Ring Mountain Wildflower Report 5/29/11 – updated 6/1/11

Updated 6/1/11

 For large better quality photos click: Large Photos

Having heard the reports that the Tiburon Mariposa Lily (Calochortus tiburonensis) was starting to bloom about a week ago, we decided to go to Ring Mt. and see for ourselves. It was in bloom and more flowers were still in bud so it will be blooming for a while. There were also many other flowers in bloom as well. It was windy and sunny so as not the best day for photography but I persisted either creating my own shade or using a diffuser. There were good views of the city of San Francisco and the prison of San Quentin.

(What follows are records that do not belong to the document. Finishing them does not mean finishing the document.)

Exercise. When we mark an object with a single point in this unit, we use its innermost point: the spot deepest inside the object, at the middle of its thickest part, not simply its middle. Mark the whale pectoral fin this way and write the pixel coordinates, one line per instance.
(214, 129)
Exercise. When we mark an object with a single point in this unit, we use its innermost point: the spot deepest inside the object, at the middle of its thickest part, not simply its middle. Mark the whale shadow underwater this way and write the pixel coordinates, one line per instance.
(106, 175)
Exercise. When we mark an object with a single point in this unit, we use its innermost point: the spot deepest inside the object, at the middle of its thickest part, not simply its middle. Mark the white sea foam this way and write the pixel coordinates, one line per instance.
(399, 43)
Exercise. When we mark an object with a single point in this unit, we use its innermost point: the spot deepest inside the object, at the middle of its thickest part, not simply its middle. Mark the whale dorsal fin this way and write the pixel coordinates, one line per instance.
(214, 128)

Calochortus tiburonensis is a very rare member of the Calochortus genus and the only place it can be found is in a serpentine outcrop in the grasslands of Ring Mt. It was federally listed as a threatened species in 1995. Although the land is protected by the Marin Open Space District and the Nature Conservancy, this single population is vulnerable to wildfires and drought. It is also threatened by hikers, cyclists, vandalism and wildflower collectors. The last two times I was at Ring Mt. I observed people collecting wildflowers (though not the Calochortus tiburonensis) which is illegal. Fortunately, most of the Tiburon Mariposa Lily is off the trail and not easily visible unless you know what to look for.  Calochortus tiburonensis was only first identified in the early 1970’s, which is probably due to its brownish color making it almost invisible as it grows with grasses that have also often turned brown by the time it blooms.  An interesting article is  about Calochortus tiburonens is My Hunt for an Endangered Species by Michael Mace.

Beware of Poison Oak.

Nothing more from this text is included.